К тому времени уже сформировалась идея Восточного пакта, автором которой выступил влиятельный секретарь французского МИД Алексис Леже (он же поэт-нобелиат Сен-Жон Перс). Ее суть заключалась в подписании пакта о ненападении и взаимопомощи странами Восточной Европы, включая Советский Союз, Германию, Польшу, Чехословакию, Финляндию и прибалтийские государства. Гарантией этого «Восточного пакта» должен был стать отдельный франко-советский договор, предусматривающий взаимную помощь в случае войны. Советским дипломатам эта идея не очень понравилась – Франция явно пыталась держаться в стороне и предельно ограничить свои обязательства. Но Барту идею одобрил, и НКИД в лице Розенберга был вынужден ее принять.
Май был отмечен возобновлением работы Женевской конференции по безопасности, куда советская делегация прибыла только затем, чтобы Литвинов мог изложить позицию своей страны по поводу дальнейших переговоров.
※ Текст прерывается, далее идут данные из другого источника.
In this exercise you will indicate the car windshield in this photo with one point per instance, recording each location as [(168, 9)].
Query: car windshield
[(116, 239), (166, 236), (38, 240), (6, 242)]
Он сделал это 29 мая, заявив, что конференция сама дала старт милитаризации Германии, признав ее право на «равенство вооружений». Теперь приходится признать, что борьба за разоружение провалилась, и предпринять «новые меры» для защиты мира, которые предлагает Советский Союз: «Путем пактов об определении агрессии, пактов о ненападении и продлением их на максимальные сроки Советскому правительству удалось укрепить взаимное доверие с огромным большинством своих соседей и укрепить у них чувство безопасности»[485]. Намекая на ненужность конференции, он почти издевательски предложил ей работать постоянно, пока не будут выработаны действенные меры по разоружению. Конечно, это предложение никто не поддержал, и нарком покинул Женеву. К тому времени он уже начал чувствовать груз своих лет и провел весну во французской Ментоне, пытаясь вылечить застарелый бронхит.
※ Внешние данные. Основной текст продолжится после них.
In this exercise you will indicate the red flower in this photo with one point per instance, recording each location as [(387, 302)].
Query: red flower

Из Швейцарии он отправился в Париж, откуда 4 июня телеграфировал в Москву, что согласовал с Барту большинство деталей пакта. Он просил министра добиться от правительства немедленного ответа, и 6-го соглашение было одобрено. В беседе с Барту Литвинов подтвердил готовность своего правительства вступить в Лигу Наций. Тем же вечером, однако, он предупредил Политбюро, что будущему пакту будут всячески препятствовать как Германия, так и Польша, упомянув в этой связи Бека, который «продолжает вести бешеную агитацию против нашего вступления в Лигу и против предлагаемых нами пактов»[486]. Но первые плоды соглашение уже принесло – 9 июня нарком подписал с министрами иностранных дел Чехословакии и Румынии протоколы об установлении дипломатических отношений с СССР.
Во время обсуждения пакта во французском правительстве министр колоний Пьер Лаваль[487] высказался против него, предложив заключить соглашение с Германией вместо союза с Россией, который принес бы Франции «Коминтерн и красный флаг». Еще до этого, в июле, Барту посетил Лондон, пытаясь добиться поддержки пакта, но министр иностранных дел Джон Саймон дал ему понять, что включение России в систему европейской безопасности он считает «не слишком желательным шагом». Однако, поразмыслив, министр понял, что из-за позиции Польши и Германии «Восточный Локарно» не имеет шансов на успех, и в туманных выражениях согласился его поддержать.
Устав от этого дипломатического пустословия, Литвинов стал более решительно склонять Германию к участию в пакте, используя в качестве посредника итальянского посла в Москве. В сентябре тот сообщил советнику немецкого посольства Фрицу фон Твардовскому, что в случае несогласия немцев будет немедленно заключен франко-советский пакт. Гитлер в свою очередь возобновил давление на Польшу. 27 августа он пригласил к себе польского посла Юзефа Липского и заявил, что и Варшаве, и Берлину угрожает политика Советского Союза, который вот-вот потерпит поражение от японцев и неминуемо попытается взять реванш на западе. «Ни у Польши, ни у Германии нет причин служить щитом для России», – заявил фюрер. И тут же предложил, чтобы обе страны воздержались от участия в Восточном пакте. На вопрос об отношении польского правительства к этому пакту Липский ответил: «Оно было негативным с самого начала и осталось таким»[488].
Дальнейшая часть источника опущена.